On May 25, 2016, Plaintiff contacted Defendant's Customer Care Department by phone. (Dep. of Osborne Dep. at 18:5-18). During the May 25, 2016 phone call, Plaintiff spoke with a Customer Care representative named Crystal Madden. (Def.'s Ex. F, Affidavit of Crystal Madden, Doc. 36-6, at ¶ 6). The phone call began with Ms. Madden asking Plaintiff for his account number, which Plaintiff indicated he did not have and instead provided his social security number. (Pl.'s Ex. E, May 25, 2016 Call Recording, at 00:00-00:18). Ms. Madden then asked Plaintiff to state his first and last name and asked him which account he was calling about. Plaintiff then provided his full name and indicated that he was calling regarding both of his accounts. (Id. at 00:20-00:30). Plaintiff then asked Ms. Madden for her phone extension and employee ID number, which she provided. (Id. at 00:30-00:50). Ms. Madden then stated that she had accessed Plaintiffs Overstock account, and asked Plaintiff what he would like to do. (Id. at 00:59-01:02). Plaintiff then proceeded to ask for information about both accounts, including information about interest accrual, the account balances, and the last four digits of each account number. (Id. at 01:04-2:26).
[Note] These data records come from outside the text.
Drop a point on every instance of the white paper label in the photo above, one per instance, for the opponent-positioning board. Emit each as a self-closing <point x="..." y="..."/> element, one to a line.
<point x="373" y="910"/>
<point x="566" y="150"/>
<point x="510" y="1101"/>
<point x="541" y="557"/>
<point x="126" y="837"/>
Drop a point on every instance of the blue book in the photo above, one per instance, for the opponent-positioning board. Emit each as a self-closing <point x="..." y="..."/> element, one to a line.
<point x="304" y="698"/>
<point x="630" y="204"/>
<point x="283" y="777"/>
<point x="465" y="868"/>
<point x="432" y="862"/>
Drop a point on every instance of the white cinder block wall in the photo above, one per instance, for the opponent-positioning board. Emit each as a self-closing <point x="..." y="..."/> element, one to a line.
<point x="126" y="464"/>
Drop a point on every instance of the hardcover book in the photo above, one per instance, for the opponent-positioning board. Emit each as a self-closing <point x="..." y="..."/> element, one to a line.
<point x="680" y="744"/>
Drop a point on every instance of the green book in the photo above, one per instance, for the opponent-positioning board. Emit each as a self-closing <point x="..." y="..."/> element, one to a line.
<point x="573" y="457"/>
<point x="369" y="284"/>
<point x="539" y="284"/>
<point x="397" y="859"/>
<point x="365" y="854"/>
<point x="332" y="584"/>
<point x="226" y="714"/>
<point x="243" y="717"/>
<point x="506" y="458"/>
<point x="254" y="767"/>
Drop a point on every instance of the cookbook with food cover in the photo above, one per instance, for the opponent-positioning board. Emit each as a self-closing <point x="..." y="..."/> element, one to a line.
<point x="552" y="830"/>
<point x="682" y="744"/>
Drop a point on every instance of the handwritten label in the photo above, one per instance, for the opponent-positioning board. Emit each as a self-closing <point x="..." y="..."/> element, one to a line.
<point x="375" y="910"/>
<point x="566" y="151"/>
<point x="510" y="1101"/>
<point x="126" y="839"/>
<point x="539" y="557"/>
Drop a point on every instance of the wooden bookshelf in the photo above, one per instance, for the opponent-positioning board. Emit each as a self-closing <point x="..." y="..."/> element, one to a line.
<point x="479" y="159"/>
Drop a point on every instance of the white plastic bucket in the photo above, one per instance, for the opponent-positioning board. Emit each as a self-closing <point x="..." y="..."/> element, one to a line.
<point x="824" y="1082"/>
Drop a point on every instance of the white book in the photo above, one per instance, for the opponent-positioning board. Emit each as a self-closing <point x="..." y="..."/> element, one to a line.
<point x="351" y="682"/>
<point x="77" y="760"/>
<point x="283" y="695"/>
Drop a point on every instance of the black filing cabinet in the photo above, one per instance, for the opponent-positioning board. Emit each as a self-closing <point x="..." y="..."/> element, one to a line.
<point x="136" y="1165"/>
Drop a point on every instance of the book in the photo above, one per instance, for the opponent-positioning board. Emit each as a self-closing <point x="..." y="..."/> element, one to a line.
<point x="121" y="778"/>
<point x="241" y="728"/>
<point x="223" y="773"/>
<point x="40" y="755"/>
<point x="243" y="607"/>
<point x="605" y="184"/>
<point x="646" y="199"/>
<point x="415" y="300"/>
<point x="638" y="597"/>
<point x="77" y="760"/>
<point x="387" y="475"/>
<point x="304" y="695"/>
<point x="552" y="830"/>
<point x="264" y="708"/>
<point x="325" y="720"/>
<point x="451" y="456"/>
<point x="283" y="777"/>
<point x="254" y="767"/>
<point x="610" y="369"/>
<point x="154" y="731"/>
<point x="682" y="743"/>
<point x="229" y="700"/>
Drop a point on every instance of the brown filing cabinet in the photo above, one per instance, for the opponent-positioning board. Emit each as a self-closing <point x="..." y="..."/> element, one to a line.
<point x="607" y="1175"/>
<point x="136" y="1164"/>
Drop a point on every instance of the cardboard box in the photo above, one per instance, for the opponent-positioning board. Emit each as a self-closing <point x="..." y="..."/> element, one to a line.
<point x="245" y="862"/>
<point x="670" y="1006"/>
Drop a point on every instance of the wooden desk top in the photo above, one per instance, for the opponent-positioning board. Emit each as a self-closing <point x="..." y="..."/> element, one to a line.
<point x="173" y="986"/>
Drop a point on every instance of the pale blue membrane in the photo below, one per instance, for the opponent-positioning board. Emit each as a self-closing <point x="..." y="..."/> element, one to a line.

Plaintiff then asked, "which address do you have on file for me?" to which Ms. Madden responded, "PO Box 153, White Haven, PA." (Id. 02:27-02:35). Immediately after Ms. Madden read the address, Plaintiff stated: "I ask that you please stop calling any phone number regarding any account, but you can contact me by mail." (Id. at 02:36-02:42). Ms. Madden responded: "OK, let me... I have to go into those separately to do that. Urn, bear with me one moment." (Id. at 02:43-02:47). Plaintiff first responded: "OK," then, a few seconds later, stated: "Alright, I appreciate your assistance, ma'am. Thank you." (Id. at 02:55-02:58). Plaintiff then immediately hung up the phone.
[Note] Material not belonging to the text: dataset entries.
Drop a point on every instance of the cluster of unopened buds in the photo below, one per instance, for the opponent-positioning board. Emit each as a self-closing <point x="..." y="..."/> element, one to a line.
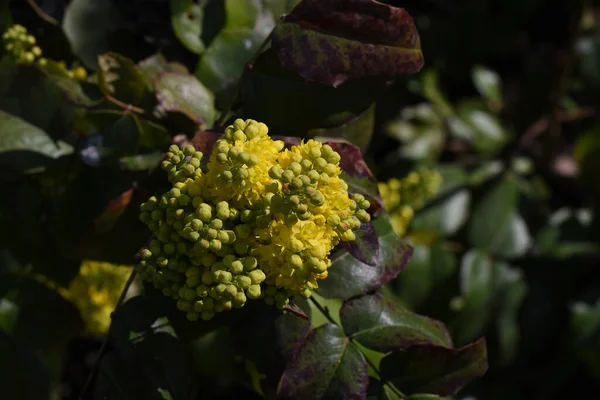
<point x="256" y="222"/>
<point x="401" y="197"/>
<point x="22" y="47"/>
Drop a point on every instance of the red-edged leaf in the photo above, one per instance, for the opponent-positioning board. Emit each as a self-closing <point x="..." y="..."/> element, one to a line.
<point x="331" y="41"/>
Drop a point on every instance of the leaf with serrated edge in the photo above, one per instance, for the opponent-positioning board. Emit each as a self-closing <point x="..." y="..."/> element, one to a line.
<point x="380" y="323"/>
<point x="327" y="366"/>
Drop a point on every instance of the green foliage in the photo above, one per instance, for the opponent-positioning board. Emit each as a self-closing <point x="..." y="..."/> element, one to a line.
<point x="503" y="251"/>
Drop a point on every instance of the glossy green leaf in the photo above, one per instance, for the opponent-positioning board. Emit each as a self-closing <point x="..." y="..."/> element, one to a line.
<point x="488" y="84"/>
<point x="186" y="18"/>
<point x="349" y="277"/>
<point x="223" y="62"/>
<point x="119" y="77"/>
<point x="332" y="41"/>
<point x="358" y="129"/>
<point x="327" y="366"/>
<point x="24" y="146"/>
<point x="379" y="322"/>
<point x="149" y="348"/>
<point x="434" y="369"/>
<point x="477" y="273"/>
<point x="494" y="220"/>
<point x="22" y="374"/>
<point x="86" y="24"/>
<point x="428" y="267"/>
<point x="182" y="93"/>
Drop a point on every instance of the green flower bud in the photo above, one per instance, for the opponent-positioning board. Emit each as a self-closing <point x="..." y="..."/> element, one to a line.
<point x="330" y="169"/>
<point x="257" y="276"/>
<point x="253" y="292"/>
<point x="184" y="305"/>
<point x="215" y="245"/>
<point x="275" y="172"/>
<point x="287" y="176"/>
<point x="250" y="263"/>
<point x="243" y="282"/>
<point x="237" y="267"/>
<point x="207" y="315"/>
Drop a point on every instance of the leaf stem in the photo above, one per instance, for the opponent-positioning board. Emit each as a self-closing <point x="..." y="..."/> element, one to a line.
<point x="105" y="341"/>
<point x="323" y="310"/>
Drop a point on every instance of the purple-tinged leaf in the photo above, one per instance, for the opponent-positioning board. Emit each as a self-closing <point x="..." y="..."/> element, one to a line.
<point x="379" y="322"/>
<point x="356" y="173"/>
<point x="182" y="93"/>
<point x="435" y="369"/>
<point x="366" y="246"/>
<point x="349" y="277"/>
<point x="327" y="366"/>
<point x="331" y="41"/>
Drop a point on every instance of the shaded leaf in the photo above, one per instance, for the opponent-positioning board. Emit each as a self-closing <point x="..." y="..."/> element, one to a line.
<point x="24" y="146"/>
<point x="332" y="41"/>
<point x="119" y="77"/>
<point x="153" y="351"/>
<point x="349" y="277"/>
<point x="327" y="366"/>
<point x="379" y="322"/>
<point x="223" y="62"/>
<point x="366" y="246"/>
<point x="183" y="93"/>
<point x="22" y="374"/>
<point x="434" y="369"/>
<point x="86" y="24"/>
<point x="429" y="267"/>
<point x="357" y="129"/>
<point x="356" y="173"/>
<point x="186" y="18"/>
<point x="69" y="86"/>
<point x="493" y="216"/>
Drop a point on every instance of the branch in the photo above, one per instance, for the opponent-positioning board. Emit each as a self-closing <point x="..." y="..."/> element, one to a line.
<point x="105" y="341"/>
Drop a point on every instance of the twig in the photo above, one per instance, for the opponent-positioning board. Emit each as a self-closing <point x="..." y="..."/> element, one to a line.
<point x="323" y="310"/>
<point x="128" y="107"/>
<point x="105" y="341"/>
<point x="41" y="13"/>
<point x="554" y="126"/>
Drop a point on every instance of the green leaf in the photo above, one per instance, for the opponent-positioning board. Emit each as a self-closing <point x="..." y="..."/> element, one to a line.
<point x="87" y="24"/>
<point x="379" y="322"/>
<point x="119" y="77"/>
<point x="495" y="224"/>
<point x="357" y="129"/>
<point x="488" y="84"/>
<point x="327" y="366"/>
<point x="477" y="287"/>
<point x="333" y="41"/>
<point x="349" y="277"/>
<point x="223" y="62"/>
<point x="148" y="345"/>
<point x="69" y="86"/>
<point x="183" y="93"/>
<point x="434" y="369"/>
<point x="22" y="374"/>
<point x="428" y="267"/>
<point x="186" y="18"/>
<point x="24" y="146"/>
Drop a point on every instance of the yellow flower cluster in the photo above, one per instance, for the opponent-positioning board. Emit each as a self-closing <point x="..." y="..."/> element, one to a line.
<point x="94" y="291"/>
<point x="22" y="47"/>
<point x="401" y="197"/>
<point x="258" y="221"/>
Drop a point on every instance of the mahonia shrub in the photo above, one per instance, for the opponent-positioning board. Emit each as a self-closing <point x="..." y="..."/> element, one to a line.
<point x="258" y="221"/>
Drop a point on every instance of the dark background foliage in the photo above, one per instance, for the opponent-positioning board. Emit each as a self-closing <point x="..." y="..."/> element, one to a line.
<point x="505" y="108"/>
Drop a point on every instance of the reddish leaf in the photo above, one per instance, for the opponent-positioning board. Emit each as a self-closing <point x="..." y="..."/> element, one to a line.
<point x="434" y="369"/>
<point x="331" y="41"/>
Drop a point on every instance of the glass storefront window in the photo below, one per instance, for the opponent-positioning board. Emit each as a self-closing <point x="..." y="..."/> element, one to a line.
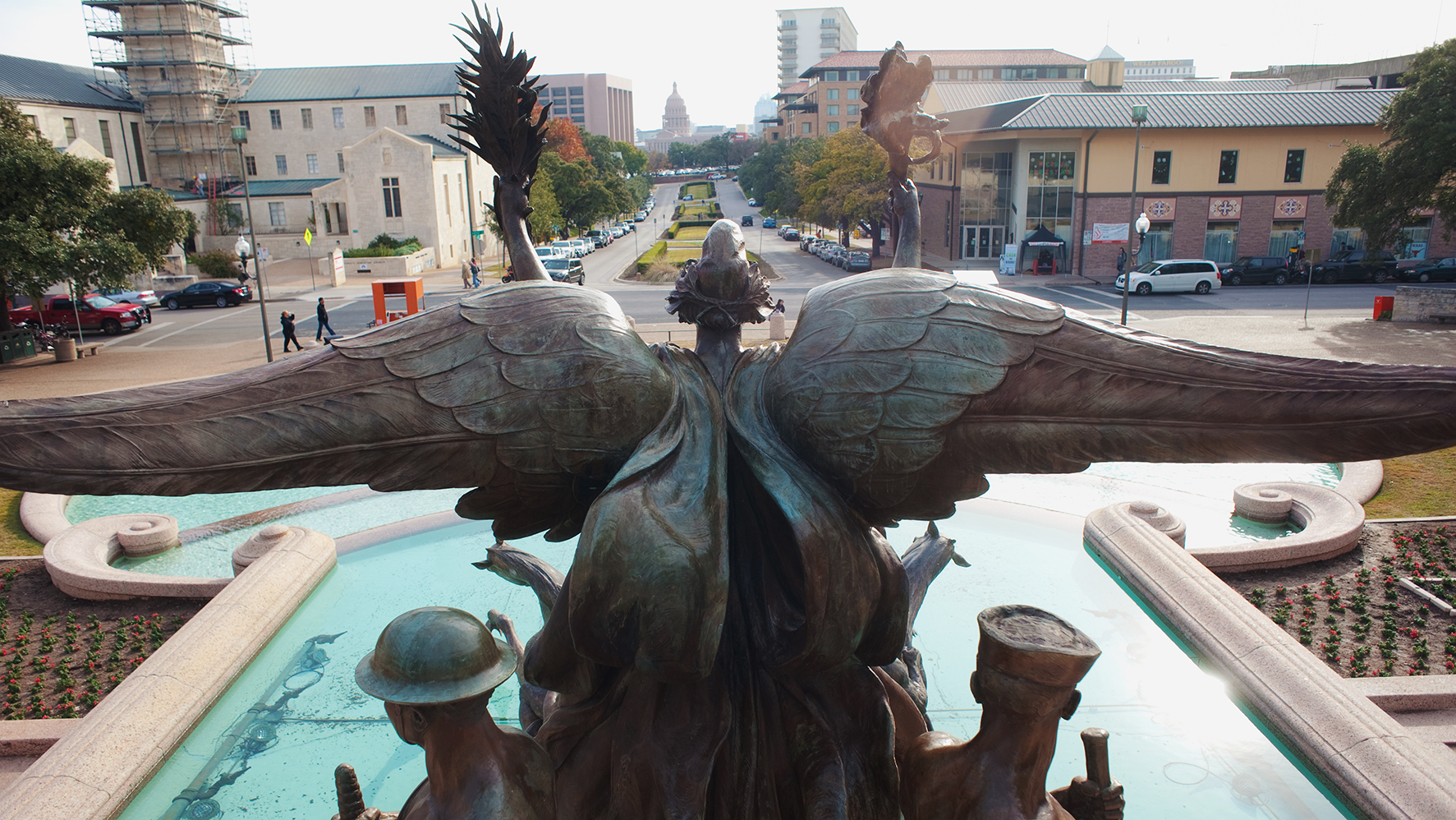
<point x="1158" y="243"/>
<point x="1220" y="242"/>
<point x="1284" y="235"/>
In an affidavit, Ms. Madden stated that "it is the procedure of the Customer Care Department, that when a customer calls on a current account and asks that FNBO no longer contact them, but fails to verify their contact information and/or clarify their intentions regarding which calls they are referring to, their request is treated as if the customer wishes to be removed from FNBO's solicitation/telemarketing calls and communications," and that "no verification of the customer's contact information is needed for this request." (Def.'s Ex. F, Affidavit of Crystal Madden, Doc. 36-6 at ¶ 15). The affidavit further states that "[w]hen a customer requests a change in receiving important account information, in order to complete that request a verification of the contact information FNBO used to reach a customer is required." (Id. at ¶16). Ms. Madden further stated that "Mr. Allen did not provide me with an opportunity to verify his contact information nor did he advise of what information from FNBO he no longer wished to receive, therefore I treated his request as a request not to receive solicitation/telemarketing calls from FNBO," and that she "marked the account accordingly." (Id. at ¶ 17).
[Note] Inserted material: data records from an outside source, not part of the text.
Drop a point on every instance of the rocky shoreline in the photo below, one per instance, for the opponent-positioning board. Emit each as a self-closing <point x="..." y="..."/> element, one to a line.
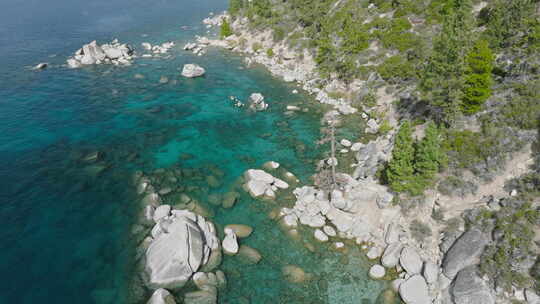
<point x="441" y="269"/>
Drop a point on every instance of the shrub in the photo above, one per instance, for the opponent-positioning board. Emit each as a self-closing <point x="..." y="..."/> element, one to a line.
<point x="225" y="29"/>
<point x="256" y="46"/>
<point x="396" y="68"/>
<point x="400" y="171"/>
<point x="477" y="88"/>
<point x="429" y="156"/>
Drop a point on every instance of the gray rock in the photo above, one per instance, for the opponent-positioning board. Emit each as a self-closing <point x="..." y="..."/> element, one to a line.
<point x="161" y="212"/>
<point x="41" y="66"/>
<point x="430" y="272"/>
<point x="414" y="291"/>
<point x="73" y="63"/>
<point x="180" y="249"/>
<point x="466" y="251"/>
<point x="377" y="272"/>
<point x="410" y="260"/>
<point x="192" y="70"/>
<point x="241" y="231"/>
<point x="161" y="296"/>
<point x="230" y="242"/>
<point x="391" y="255"/>
<point x="320" y="235"/>
<point x="469" y="288"/>
<point x="257" y="102"/>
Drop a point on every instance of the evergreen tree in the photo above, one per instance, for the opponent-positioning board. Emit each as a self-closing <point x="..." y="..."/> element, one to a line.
<point x="429" y="157"/>
<point x="477" y="87"/>
<point x="225" y="29"/>
<point x="442" y="78"/>
<point x="508" y="22"/>
<point x="400" y="171"/>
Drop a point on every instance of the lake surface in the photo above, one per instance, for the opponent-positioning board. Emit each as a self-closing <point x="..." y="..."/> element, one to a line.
<point x="68" y="221"/>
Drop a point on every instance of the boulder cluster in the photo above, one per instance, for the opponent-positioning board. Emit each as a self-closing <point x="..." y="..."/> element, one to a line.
<point x="192" y="70"/>
<point x="110" y="53"/>
<point x="261" y="184"/>
<point x="256" y="102"/>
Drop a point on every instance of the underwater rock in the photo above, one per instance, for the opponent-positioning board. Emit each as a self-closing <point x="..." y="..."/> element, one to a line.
<point x="230" y="198"/>
<point x="241" y="231"/>
<point x="391" y="255"/>
<point x="260" y="183"/>
<point x="161" y="296"/>
<point x="415" y="291"/>
<point x="179" y="250"/>
<point x="192" y="70"/>
<point x="377" y="272"/>
<point x="295" y="274"/>
<point x="230" y="242"/>
<point x="161" y="212"/>
<point x="249" y="255"/>
<point x="40" y="66"/>
<point x="257" y="102"/>
<point x="320" y="235"/>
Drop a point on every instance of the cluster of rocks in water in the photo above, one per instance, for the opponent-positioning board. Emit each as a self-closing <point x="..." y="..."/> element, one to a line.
<point x="110" y="53"/>
<point x="180" y="245"/>
<point x="192" y="70"/>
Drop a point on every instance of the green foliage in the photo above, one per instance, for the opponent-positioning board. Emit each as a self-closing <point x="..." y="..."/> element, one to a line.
<point x="414" y="165"/>
<point x="477" y="87"/>
<point x="442" y="78"/>
<point x="510" y="22"/>
<point x="225" y="29"/>
<point x="429" y="156"/>
<point x="400" y="171"/>
<point x="256" y="46"/>
<point x="523" y="109"/>
<point x="396" y="68"/>
<point x="514" y="228"/>
<point x="235" y="6"/>
<point x="419" y="230"/>
<point x="464" y="146"/>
In the Account Notes for a credit card under the name "Harold Allen," an account number ending with "7131," and a product name of "CLS," a note was made on May 25, 2016 at 11:25 a.m. stating: "MAIL; NO TELEMARK; NO CHECKS; ANY INSERTS." (Def.'s Ex. C, FNBO Account Notes, Doc. 36-3 at 5). Similarly, in the Account Notes for another credit card under the name "Harold Allen," but with an account number ending in "0843," and with a product name of "CLS NRA," it indicates that on May 25, 2016 at 11:31 a.m., a note was made stating: "MAIL; NO TELEMARK; NO CHECKS; ANY INSERTS." (Id. at 2).

Further, Mr. Osborne testified during his deposition that, "[b]ased off of the representative that took the phone call and the actions that the representative did, based off of her procedures and training, she took the information that Mr. Allen was wanting him [sic] to be removed from any telemarketing/solicitations in the future on that account." (Dep. of Osborne at 18:25, 19:1-5). Mr. Osborne further testified that "our representatives in the customer service area, based off of their procedures, customers that are asking not to receive phone calls generally is [sic] talking about telemarketing or solicitations. They would not necessarily think of collections." (Id. at 21:9-13).

Mr. Osborne also testified that shortly after May 25, 2016, Plaintiff stopped making payments on both credit card accounts. (Id. at 96:10-13). Mr. Osborne testified that at some point after he stopped paying, Plaintiffs accounts were placed in his department, Collections and Recovery, and that is when the department started calling Plaintiff. (Id. at 96:14-19). Plaintiff never made any further requests to Defendant to stop contacting him after the May 25, 2016 phone call. (Dep. of Allen at 115:19-24).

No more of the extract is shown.